Obviously, Brian was in too much hurry to settle accounts with Rafael Whynet-Moir. But that might be the only way he could stop hearing his voice, which regularly percolated through the rumbling, the traffic in his mind.
This court is emphatically of the view that the children need to be with their mother, particularly since the respondent hardly seems able to care for himself.
All the time with an appraising eye on Caroline in the front row. While she looked right back at him, interested.

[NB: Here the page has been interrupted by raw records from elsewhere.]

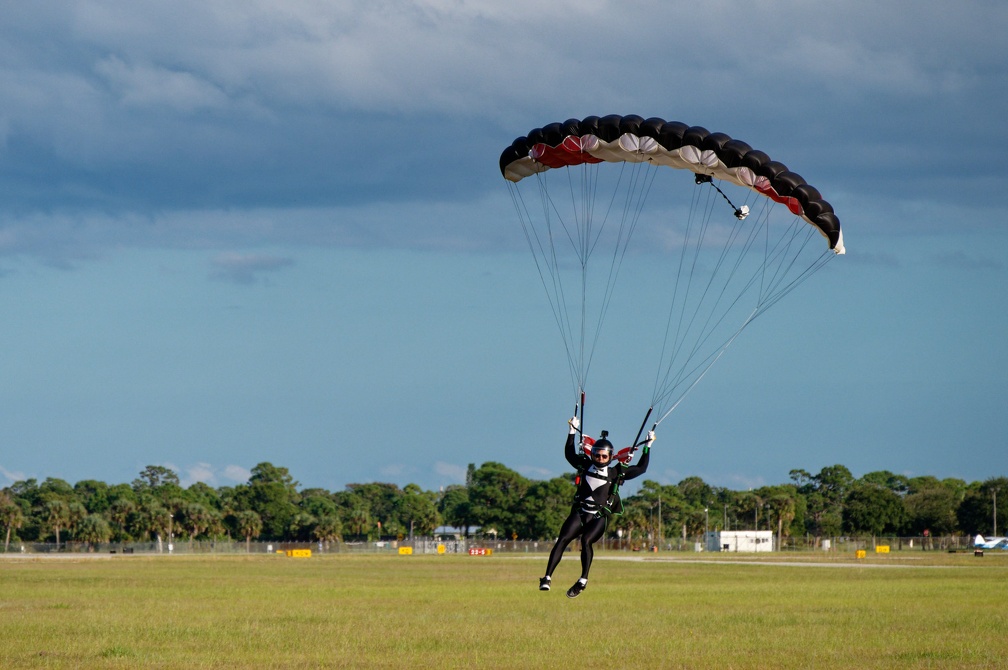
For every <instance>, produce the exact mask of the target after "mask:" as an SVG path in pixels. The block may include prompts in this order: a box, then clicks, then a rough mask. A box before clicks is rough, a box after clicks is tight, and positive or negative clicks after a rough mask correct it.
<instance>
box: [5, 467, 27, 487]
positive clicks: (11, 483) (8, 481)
mask: <svg viewBox="0 0 1008 670" xmlns="http://www.w3.org/2000/svg"><path fill="white" fill-rule="evenodd" d="M0 477H3V478H4V479H5V480H7V483H8V484H14V483H15V482H21V481H23V480H25V479H26V478H25V476H24V473H22V472H19V471H11V470H7V468H6V467H4V466H2V465H0Z"/></svg>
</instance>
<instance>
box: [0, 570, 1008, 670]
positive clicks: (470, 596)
mask: <svg viewBox="0 0 1008 670" xmlns="http://www.w3.org/2000/svg"><path fill="white" fill-rule="evenodd" d="M697 557H698V555H697V554H688V555H686V554H673V555H669V554H655V555H652V554H648V555H647V556H646V557H645V556H639V555H633V556H632V555H629V554H625V553H621V554H617V553H608V554H606V553H602V552H600V553H599V554H597V559H596V563H595V565H594V566H593V570H592V579H591V582H590V583H589V587H588V589H587V590H586V591H585V593H584V594H582V596H581V597H579V598H577V599H569V598H566V597H565V596H564V594H563V591H564V590H565V589H566V586H569V585H570V583H573V582H574V580H575V579H576V578H577V576H578V573H579V571H580V566H579V563H578V557H577V555H576V554H569V555H568V556H566V557H565V558H564V560H563V561H562V562H561V563H560V567H559V569H558V570H557V572H556V574H555V575H554V577H553V582H554V589H553V590H552V591H550V592H548V593H546V592H539V591H538V590H537V589H536V587H537V582H538V577H539V576H540V575H541V573H542V570H543V568H544V565H545V556H544V555H541V556H533V557H531V558H528V557H523V556H509V555H507V554H498V555H494V556H484V557H470V556H458V555H455V556H435V555H430V556H419V555H417V556H398V555H394V556H392V555H359V556H358V555H347V554H343V555H332V556H312V557H311V558H306V559H298V558H287V557H283V556H276V555H252V556H234V555H229V556H122V555H120V556H112V557H109V556H104V557H100V558H98V557H96V558H78V559H74V558H70V557H68V558H39V559H31V558H12V559H0V635H2V638H0V639H2V640H3V641H4V644H3V655H2V656H0V665H2V666H3V667H16V668H28V667H30V668H134V667H147V668H217V667H222V668H236V667H237V668H242V667H264V668H321V667H333V668H419V667H423V668H462V667H466V668H473V667H490V668H550V669H553V668H566V667H579V668H581V667H584V668H600V669H602V668H605V669H611V668H720V669H731V668H770V667H773V668H882V667H885V668H900V669H904V668H1000V667H1008V635H1006V634H1008V616H1006V608H1008V597H1006V596H1008V556H1000V555H995V556H985V557H983V558H976V557H974V556H973V555H971V554H941V553H938V552H934V553H933V554H930V555H925V554H921V553H914V554H911V555H910V557H901V556H900V555H899V554H891V555H890V556H888V557H878V556H869V558H867V559H864V560H862V561H856V560H855V559H854V557H853V556H843V557H840V558H837V557H834V558H832V559H830V558H823V557H812V556H801V555H797V556H793V557H790V558H782V557H781V556H779V555H778V556H774V557H773V558H760V559H756V558H754V557H749V558H744V559H739V558H731V559H729V558H725V557H721V556H717V555H715V556H713V557H712V560H705V561H699V560H696V558H697ZM705 557H706V556H705ZM632 558H637V560H632Z"/></svg>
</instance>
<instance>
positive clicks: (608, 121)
mask: <svg viewBox="0 0 1008 670" xmlns="http://www.w3.org/2000/svg"><path fill="white" fill-rule="evenodd" d="M621 121H623V117H621V116H619V115H618V114H610V115H609V116H604V117H602V118H601V119H599V132H598V133H596V134H597V135H598V136H599V139H601V140H603V141H605V142H615V141H616V140H618V139H619V138H620V135H621V134H622V133H621V132H620V122H621Z"/></svg>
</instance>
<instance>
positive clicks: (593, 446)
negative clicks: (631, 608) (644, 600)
mask: <svg viewBox="0 0 1008 670" xmlns="http://www.w3.org/2000/svg"><path fill="white" fill-rule="evenodd" d="M568 423H569V424H570V426H571V431H570V432H569V433H568V439H566V444H565V445H564V446H563V455H564V456H566V459H568V462H569V463H571V464H572V465H573V466H574V467H575V468H576V470H577V471H578V482H579V484H578V490H577V492H576V493H575V497H574V505H573V506H572V508H571V514H570V515H569V516H568V518H566V520H564V521H563V525H561V526H560V532H559V536H558V537H557V538H556V543H555V544H554V545H553V548H552V550H550V552H549V561H548V562H547V563H546V574H545V576H544V577H542V578H541V579H539V590H549V584H550V581H551V579H552V574H553V570H554V569H556V565H557V564H558V563H559V562H560V558H562V557H563V552H564V551H565V550H566V548H568V545H569V544H571V542H572V541H573V540H574V539H575V538H577V537H580V538H581V578H580V579H578V581H576V582H575V583H574V585H573V586H571V588H569V589H568V597H578V596H579V595H581V592H582V591H583V590H585V586H587V585H588V571H589V569H591V567H592V557H593V556H594V555H595V550H594V548H593V545H594V544H595V543H596V542H597V541H598V540H599V538H600V537H602V536H603V534H604V533H605V532H606V524H607V522H608V519H609V514H610V510H611V508H612V507H614V505H612V504H611V503H610V497H611V496H612V495H613V494H614V493H616V494H617V495H618V493H617V492H616V491H615V489H616V488H618V486H619V484H618V483H620V482H622V481H623V480H632V479H633V478H635V477H639V476H641V475H643V474H644V472H645V471H646V470H647V463H648V460H649V459H650V450H651V443H652V442H654V431H653V430H652V431H650V432H648V433H647V439H646V440H645V441H644V453H643V455H642V456H641V458H640V462H639V463H637V464H636V465H625V464H623V463H622V462H619V461H617V462H616V463H615V464H613V463H612V460H613V443H612V442H610V441H609V439H608V437H607V435H608V433H607V432H606V431H605V430H603V431H602V435H601V437H600V439H598V440H596V442H595V445H594V446H593V447H592V455H591V456H588V455H586V454H585V453H579V452H578V451H577V450H576V449H575V441H576V440H575V435H576V434H577V432H578V428H579V427H580V425H581V424H580V422H579V420H578V417H577V416H576V417H574V418H572V419H571V420H570V421H569V422H568Z"/></svg>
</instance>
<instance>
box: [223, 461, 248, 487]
mask: <svg viewBox="0 0 1008 670" xmlns="http://www.w3.org/2000/svg"><path fill="white" fill-rule="evenodd" d="M221 477H223V478H224V479H225V480H228V481H230V482H234V483H236V484H246V483H247V482H248V481H249V478H251V477H252V471H250V470H249V468H248V467H244V466H242V465H225V466H224V470H223V471H221Z"/></svg>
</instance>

As a sidenote, Whynet-Moir's dinner was but one of several such literary benefits staged that night at fine residences in Vancouver. The prize-winning author of
Sour Memories
attended one that was far less dramatic. (
Too bad you weren't assigned to your admirer's house, Caroline, you'd have had raw material for a story in which something actually happens.
)

Brian had gone as far as he could to appease Widgeon: He'd made this cloying judge more attractive than he actually was. He lit another Craven A and knocked back a slug of tequila to sharpen the wit.

 

Of the three writers whom Whynet-Moir invited, the most exotic was Cudworth Brown, a roistering poet who was a surprise nominee for the Governor General's Award for Poetry for his second published collection,
Karmageddon
. A risky choice for any banquet table, this muscular ex-ironworker had a reputation
for barroom brawls that was evidenced by a handsomely bent nose.

He was also a man of appetite who downed three martinis and a bottle of Bordeaux over hors d'oeuvres and dinner, and several cognacs afterwards.

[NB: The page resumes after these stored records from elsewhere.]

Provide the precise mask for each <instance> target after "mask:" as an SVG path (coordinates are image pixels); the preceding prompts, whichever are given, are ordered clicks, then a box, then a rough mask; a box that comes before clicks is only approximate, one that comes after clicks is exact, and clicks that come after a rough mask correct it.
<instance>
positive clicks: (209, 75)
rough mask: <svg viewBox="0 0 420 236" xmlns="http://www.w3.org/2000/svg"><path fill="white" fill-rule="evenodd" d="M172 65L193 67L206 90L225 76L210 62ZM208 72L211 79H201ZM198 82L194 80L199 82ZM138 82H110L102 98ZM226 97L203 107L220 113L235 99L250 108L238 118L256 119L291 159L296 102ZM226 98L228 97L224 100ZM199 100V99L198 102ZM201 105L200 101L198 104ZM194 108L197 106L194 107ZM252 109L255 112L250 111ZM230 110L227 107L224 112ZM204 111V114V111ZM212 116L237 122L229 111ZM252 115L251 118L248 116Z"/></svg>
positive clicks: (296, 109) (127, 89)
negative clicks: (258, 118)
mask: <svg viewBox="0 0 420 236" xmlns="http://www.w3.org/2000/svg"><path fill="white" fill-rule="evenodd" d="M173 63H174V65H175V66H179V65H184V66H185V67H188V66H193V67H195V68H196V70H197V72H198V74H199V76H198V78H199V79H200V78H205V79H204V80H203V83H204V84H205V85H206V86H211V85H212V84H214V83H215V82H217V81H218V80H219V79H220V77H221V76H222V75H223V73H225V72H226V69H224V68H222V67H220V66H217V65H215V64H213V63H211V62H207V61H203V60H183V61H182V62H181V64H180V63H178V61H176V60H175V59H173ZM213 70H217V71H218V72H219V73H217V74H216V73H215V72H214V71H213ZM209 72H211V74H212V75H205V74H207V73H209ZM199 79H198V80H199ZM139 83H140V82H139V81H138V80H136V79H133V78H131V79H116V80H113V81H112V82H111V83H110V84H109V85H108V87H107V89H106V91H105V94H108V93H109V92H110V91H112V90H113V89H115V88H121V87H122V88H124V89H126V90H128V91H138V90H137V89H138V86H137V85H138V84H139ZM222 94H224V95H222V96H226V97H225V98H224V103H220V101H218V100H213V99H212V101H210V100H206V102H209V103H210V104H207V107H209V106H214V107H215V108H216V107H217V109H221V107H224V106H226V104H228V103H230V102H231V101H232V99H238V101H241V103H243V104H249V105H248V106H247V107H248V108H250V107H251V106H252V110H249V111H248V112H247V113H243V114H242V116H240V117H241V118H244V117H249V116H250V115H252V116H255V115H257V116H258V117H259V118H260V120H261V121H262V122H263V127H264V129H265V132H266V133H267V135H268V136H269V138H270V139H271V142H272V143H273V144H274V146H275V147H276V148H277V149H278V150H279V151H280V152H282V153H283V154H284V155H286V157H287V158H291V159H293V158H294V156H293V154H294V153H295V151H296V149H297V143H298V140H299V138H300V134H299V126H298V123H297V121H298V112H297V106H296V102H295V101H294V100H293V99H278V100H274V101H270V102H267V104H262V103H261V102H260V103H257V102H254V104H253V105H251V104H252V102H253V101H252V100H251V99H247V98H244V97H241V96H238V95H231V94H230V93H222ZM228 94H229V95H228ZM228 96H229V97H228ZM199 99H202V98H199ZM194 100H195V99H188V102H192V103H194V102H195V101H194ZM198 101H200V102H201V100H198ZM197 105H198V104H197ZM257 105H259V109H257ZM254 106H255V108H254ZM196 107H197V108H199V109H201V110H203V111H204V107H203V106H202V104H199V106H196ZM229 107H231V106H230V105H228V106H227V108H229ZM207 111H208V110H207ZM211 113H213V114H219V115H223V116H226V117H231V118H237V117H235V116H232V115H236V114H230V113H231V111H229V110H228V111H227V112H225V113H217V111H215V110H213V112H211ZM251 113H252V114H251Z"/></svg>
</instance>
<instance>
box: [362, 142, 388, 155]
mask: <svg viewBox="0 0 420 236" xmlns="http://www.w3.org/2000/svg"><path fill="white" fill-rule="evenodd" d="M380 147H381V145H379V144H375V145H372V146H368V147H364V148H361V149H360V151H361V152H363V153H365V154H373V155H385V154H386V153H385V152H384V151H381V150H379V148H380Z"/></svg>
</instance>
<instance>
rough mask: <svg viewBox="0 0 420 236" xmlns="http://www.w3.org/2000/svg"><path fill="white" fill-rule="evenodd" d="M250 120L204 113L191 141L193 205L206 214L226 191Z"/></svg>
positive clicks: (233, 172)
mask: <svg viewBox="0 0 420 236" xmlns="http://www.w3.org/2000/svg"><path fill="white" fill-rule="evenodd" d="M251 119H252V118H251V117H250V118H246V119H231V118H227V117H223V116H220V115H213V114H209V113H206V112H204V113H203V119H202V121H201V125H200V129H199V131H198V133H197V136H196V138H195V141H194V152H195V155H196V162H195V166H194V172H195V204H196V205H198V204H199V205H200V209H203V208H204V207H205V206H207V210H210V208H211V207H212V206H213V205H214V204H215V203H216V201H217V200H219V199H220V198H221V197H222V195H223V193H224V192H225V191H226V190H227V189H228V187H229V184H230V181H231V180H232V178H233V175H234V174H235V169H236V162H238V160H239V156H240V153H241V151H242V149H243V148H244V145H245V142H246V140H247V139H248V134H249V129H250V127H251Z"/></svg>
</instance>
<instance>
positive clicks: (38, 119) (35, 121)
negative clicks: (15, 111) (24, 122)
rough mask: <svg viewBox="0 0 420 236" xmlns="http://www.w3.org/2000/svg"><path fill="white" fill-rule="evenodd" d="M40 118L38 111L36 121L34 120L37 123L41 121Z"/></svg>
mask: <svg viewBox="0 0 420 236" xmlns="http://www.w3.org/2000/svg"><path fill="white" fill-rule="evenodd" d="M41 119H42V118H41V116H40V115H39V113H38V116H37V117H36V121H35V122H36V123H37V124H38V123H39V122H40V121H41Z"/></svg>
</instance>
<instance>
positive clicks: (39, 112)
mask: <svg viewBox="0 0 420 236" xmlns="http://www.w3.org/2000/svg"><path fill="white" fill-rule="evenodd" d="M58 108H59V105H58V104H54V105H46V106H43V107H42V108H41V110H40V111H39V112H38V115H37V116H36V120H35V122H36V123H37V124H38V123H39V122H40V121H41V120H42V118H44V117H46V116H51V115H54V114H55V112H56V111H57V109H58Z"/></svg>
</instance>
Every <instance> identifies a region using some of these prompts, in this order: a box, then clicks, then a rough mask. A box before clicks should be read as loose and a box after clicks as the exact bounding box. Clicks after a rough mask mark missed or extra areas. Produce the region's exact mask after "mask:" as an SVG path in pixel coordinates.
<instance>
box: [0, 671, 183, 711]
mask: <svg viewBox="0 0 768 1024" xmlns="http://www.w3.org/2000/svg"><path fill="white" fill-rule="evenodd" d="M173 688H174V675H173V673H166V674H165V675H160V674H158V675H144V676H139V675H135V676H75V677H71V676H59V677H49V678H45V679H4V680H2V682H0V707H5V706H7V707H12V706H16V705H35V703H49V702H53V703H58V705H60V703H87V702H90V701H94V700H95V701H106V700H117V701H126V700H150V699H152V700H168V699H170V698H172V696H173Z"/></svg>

By midnight, all guests had left but Cudworth Brown, who'd either imposed himself on the hosts, or, as the police surmised, hid somewhere in the house. A few hours later, neighbours on Lighthouse Lane were awakened by a metallic crash. They converged in a yard where a cypress tree had brought to a halt Judge Whynet-Moir's Aston Martin. Its sole occupant was Cudworth Brown, passed out behind the air bag.

West Vancouver Police were quickly on the scene but couldn't arouse anyone in the house. On the deck they spotted a metal patio chair, tipped over. They looked below the wraparound cedar deck and saw, thirty feet down, a nightrobe swirling in the waves and Whynet-Moir's broken body being gnawed by crabs in the tidal wash.